When the Milli Fire was still only 60 percent contained, the Forest Service sent a Burn Area Emergency Response Team in the area to begin accessing the impact of the fire on the forest ecosystem. The team was asked to recommend steps to help the forest recover from the fire. The team was composed of about a dozen forest specialists with expertise in forestry, hydrology, geology, wildlife, and forest recreation.

The burn assessment team surveyed the Milli Fire area to determine how the fire would affect animals and native plant life. The team identified areas that were at risk of soil erosion as well as areas where invasive plants might slow the recovery of native plant species. The team also looked for post-fire threats to human life and safety that needed mitigation. In addition, the team evaluated the fire's impact on cultural assets and nearby communities.

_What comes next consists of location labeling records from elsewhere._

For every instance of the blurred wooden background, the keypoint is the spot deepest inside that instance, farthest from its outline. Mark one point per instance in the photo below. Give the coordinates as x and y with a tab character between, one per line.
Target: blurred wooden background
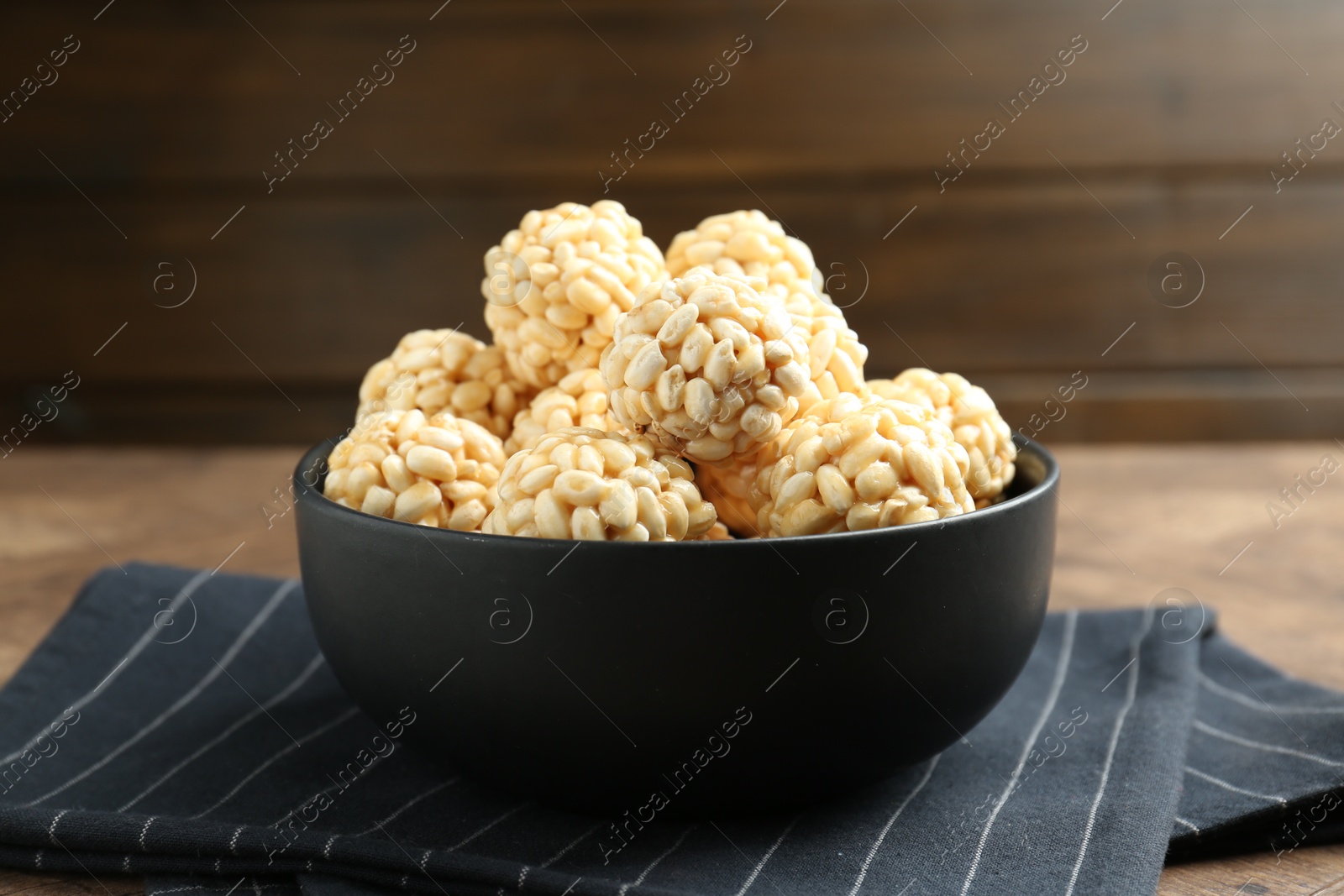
1025	270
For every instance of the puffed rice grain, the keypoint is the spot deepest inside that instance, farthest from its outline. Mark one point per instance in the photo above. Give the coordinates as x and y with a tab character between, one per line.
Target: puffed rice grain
582	483
853	464
436	470
974	421
555	285
445	371
749	242
578	399
706	365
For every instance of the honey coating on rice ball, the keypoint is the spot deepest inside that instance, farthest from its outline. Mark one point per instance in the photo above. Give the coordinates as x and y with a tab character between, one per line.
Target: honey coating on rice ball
749	242
436	470
580	399
605	486
706	365
727	490
974	419
555	285
444	369
853	464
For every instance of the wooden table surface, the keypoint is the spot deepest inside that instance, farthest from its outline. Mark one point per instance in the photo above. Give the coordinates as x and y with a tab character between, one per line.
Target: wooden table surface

The team's assessment was completed and delivered to the Deschutes National Forest on 21 September 2017. The Forest Service released the team's report to the public on 28 September 2017. The report recommended removing hazardous trees and snags along the Pacific Crest Trail and other forest trails as well as in the Lava Camp Lake campground. They also recommended closing several campsites due to safety concerns. The team recommended installation of new drainage systems on several forest roads along with debris clearing and general maintenance on approximately 50 mi of roads that were heavily used during the fire. In addition, the team recommended monitoring the fire area for invasive plant species. In total, the assessment team recommended $131,000 in restoration and recovery projects.

As a follow-up to the initial post-fire assessment, the Forest Service began preparing a detailed resource rehabilitation and protection plan for the Milli Fire area. Among other things, that effort will determine if and where salvage logging projects will be conducted.

== Synopsis ==

In the final fire status update, the size of the Milli Fire was reported as 24079 acre. The fire burned thick forest south and west of Sisters, much of it in the Three Sisters Wilderness. The main vegetation burned by the fire was old-growth ponderosa pine, along with large stands of lodgepole pine. Most of the burned area was public land administered by the United States Forest Service; however, some private forest land was also burned. While hundreds of residents living in the Sisters area were required to evacuate their homes during the Milli Fire, no residences or commercial structures were lost in the fire.

At the peak of the fire suppression effort, there were 675 firefighters from the United States Forest Service, Oregon Department of Forestry, Oregon State Fire Marshal's office, and several other agencies working on the fire. Equipment dispatched to the fire included pumper trucks, bulldozers, water tankers, helicopters, and air tankers. The total cost of fighting the fire exceeded $15 million.